За прошедшие сорок лет кто-то из друзей Лао Яна уже помер, кто-то с головой погрузился в свои проблемы, так что никто к нему больному и не приходил. А тут на Праздник середины осени[3] к Лао Яну с двумя пакетиками лакомств заявился Лао Дуань, который в давние времена торговал на рынке луком. Лао Ян, к которому уже долгое время никто из старых друзей не заходил, взял Лао Дуаня за руку и расплакался. Но едва в комнату зашли домашние, он тотчас успокоился.

Потом Лао Дуань стал спрашивать:

– А ты не считал, скольких наших стариков с рынка можешь вспомнить?

Лао Ян соображал хоть и неплохо, но спустя сорок лет большую часть старых приятелей уже подзабыл. Загибая пальцы, он смог вспомнить лишь пятерых, остальных ему вспомнить не удалось. Однако он помнил Лао Куна, что продавал лепешки с ослятиной, и Лао Доу, что торговал острым овощным супом и резаным табаком. Поэтому он тут же перевел разговор на Лао Куна и Лао Доу:

– Лао Кун – человек деликатный, а Лао Доу – тот огонь, как-то раз взял и растоптал мой барабан.
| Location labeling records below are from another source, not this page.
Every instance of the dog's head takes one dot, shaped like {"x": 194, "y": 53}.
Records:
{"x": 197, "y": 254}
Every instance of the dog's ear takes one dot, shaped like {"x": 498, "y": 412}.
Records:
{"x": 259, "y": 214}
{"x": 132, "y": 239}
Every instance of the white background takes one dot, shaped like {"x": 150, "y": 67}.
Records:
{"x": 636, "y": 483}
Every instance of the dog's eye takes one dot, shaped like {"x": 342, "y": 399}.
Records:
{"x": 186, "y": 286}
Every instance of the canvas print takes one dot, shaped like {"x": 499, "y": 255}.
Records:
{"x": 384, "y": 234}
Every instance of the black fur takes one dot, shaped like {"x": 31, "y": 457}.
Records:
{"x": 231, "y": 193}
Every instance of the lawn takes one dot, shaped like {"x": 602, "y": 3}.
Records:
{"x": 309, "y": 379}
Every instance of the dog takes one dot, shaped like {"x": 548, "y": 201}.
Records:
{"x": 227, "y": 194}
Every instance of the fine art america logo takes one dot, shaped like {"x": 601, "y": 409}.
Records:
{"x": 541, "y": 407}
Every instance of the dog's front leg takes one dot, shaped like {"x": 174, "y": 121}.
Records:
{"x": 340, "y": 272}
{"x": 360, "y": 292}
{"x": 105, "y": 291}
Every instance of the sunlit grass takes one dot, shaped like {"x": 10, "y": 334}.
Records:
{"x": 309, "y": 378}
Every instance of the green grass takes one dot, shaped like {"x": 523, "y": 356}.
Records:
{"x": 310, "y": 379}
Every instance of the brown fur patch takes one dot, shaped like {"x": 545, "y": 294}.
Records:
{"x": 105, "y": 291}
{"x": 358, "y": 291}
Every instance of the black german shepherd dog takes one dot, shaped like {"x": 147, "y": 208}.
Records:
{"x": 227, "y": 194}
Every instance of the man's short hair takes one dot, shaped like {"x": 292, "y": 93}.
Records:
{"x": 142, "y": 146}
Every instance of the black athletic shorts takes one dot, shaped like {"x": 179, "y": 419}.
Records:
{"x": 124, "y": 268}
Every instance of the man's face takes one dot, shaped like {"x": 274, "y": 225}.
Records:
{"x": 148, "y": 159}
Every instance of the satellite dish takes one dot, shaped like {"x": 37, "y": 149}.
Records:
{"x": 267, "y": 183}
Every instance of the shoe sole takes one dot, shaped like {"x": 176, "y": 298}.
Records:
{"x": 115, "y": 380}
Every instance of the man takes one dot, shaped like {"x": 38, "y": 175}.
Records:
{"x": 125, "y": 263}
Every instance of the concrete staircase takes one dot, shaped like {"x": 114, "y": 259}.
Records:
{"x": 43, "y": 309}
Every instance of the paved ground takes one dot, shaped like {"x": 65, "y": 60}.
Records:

Но я этого так не оставил: подошел к его лотку и так пнул, что весь его суп оказался на земле.

– А помнишь холостильщика Лао Дуна из деревеньки Дунцзячжуан? Он еще, кроме того, что холостил скот, лудил кастрюли.

Лао Ян, нахмурив брови, задумался, но холостильщика и лудильщика Лао Дуна так и не вспомнил. Тогда Лао Дуань стал спрашивать дальше:

– А Лао Вэя из деревеньки Вэйцзячжуан? Его лавка была на самом западном краю, он еще имбирь продавал, все время улыбался про себя и радовался непонятно чему.

Но и Лао Вэя, что продавал имбирь и улыбался про себя, Лао Ян вспомнить не мог.

– Ну а извозчика Лао Ма из деревеньки Мацзячжуан ты все-таки помнишь?

Тут Лао Ян вздохнул:

– Его я, конечно же, помню. Он уже больше двух лет как помер.

Лао Дуань усмехнулся:

– Ты им тогда просто грезил, никто другой тебя не интересовал. И как ты понять не мог, что тот, кого ты считал своим другом, за спиной над тобой насмехался?

Лао Ян тут же решил сменить тему:

– Сколько уж лет прошло, а ты все помнишь.

– Да я говорю не конкретно про тот случай, а вообще. Ведь ты всю жизнь пробегал за человеком, которому на тебя было наплевать, зато тех, кто хотел с тобой подружиться, ты не замечал. Все, кто торговал на рынке, не знали, куда деваться от твоего барабана, и только мне он нравился. Я даже покупал у тебя лишнюю чашку закуски, только чтобы послушать твой барабан. Порой мне так хотелось с тобой поговорить, но я тебя нисколечко не интересовал.